Happy birthday #mathematician Henri Poincaré (1854-1912), here in my Cubist #linocut portrait.
This print is about how movements in art can be connected with contemporary #math & #physics. Specifically, the way #Cubism breaks from 1 favoured perspective or absolute frame of reference & breaks down subjects into geometrical shapes from multiple points of view can be tied to advancements in non-Euclidian geometry in math & special relativity (Einstein, 1905).
#printmaking #sciart #Poincaré
Picasso & his circle were introduced to math of the 4th dimension & Non-Euclidian geometry by actuary friend Princet, who gave him the book 'Traité élémentaire de géométrie à quatre dimensions' (Elementary Treatise on the Geometry of Four Dimensions) by Jouffret, a popularization of Poincaré's 'La Science et l'Hypothèse' (Science and Hypothesis). Jouffret's book includes many diagrams of 4D objects like hypercubes projected on 2D surface of a page.
Princet also spoke to Picasso about the work of polymath Poincaré. Picasso realized that this approach to 4D geometry captured how he wanted to depict two points of view simultaneously & art historians can trace the influence of this geometry in his earliest Cubist paintings.
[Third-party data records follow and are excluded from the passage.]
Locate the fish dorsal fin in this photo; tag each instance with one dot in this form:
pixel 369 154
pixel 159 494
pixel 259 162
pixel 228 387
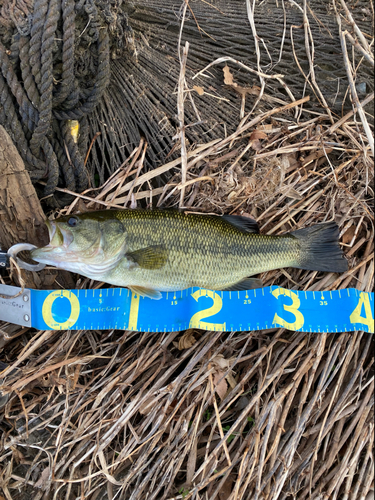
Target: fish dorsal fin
pixel 152 257
pixel 246 284
pixel 146 292
pixel 244 224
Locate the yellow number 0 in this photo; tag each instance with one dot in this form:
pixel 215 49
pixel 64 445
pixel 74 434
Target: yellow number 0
pixel 356 317
pixel 293 308
pixel 196 322
pixel 47 310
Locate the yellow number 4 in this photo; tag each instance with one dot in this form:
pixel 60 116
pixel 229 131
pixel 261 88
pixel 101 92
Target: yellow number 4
pixel 356 317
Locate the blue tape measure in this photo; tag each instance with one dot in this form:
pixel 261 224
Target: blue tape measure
pixel 261 309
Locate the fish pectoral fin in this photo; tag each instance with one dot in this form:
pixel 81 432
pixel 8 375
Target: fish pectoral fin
pixel 146 292
pixel 246 284
pixel 244 224
pixel 152 257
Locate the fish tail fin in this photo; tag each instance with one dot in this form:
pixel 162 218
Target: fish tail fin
pixel 320 250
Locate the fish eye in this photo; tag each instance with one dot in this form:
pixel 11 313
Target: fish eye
pixel 72 222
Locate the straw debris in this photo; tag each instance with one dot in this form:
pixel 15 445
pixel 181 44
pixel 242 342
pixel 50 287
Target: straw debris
pixel 275 414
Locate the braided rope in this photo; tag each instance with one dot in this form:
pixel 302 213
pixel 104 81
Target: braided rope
pixel 44 82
So I have made a Cubist style portrait of mathematician, physicist, engineer and philosopher of science Henri Poincaré (1854-1912).
Pointcaré was called "The Last Universalist" since he excelled in such a wide range of math including pure & applied math, mathematical physics & celestial mechanics. He was 1st to discover a deterministic system which exhibits chaos in the 3-body problem (how a system of 3 masses behave under gravity). The 3 circular shapes in the background allude to the 3-body problem & the spiral is a hint at the chaos in the trajectories.
He is considered a founder of the study of topology, wrote the Lorentz transformations for special relativity in their modern form, discovered the Lorentz transformations for velocity & the invariance of Maxwell's equations & proposed gravitational waves.
Poincaré himself worked quite intuitively & wrote, "It is only through science and art that civilization is of value."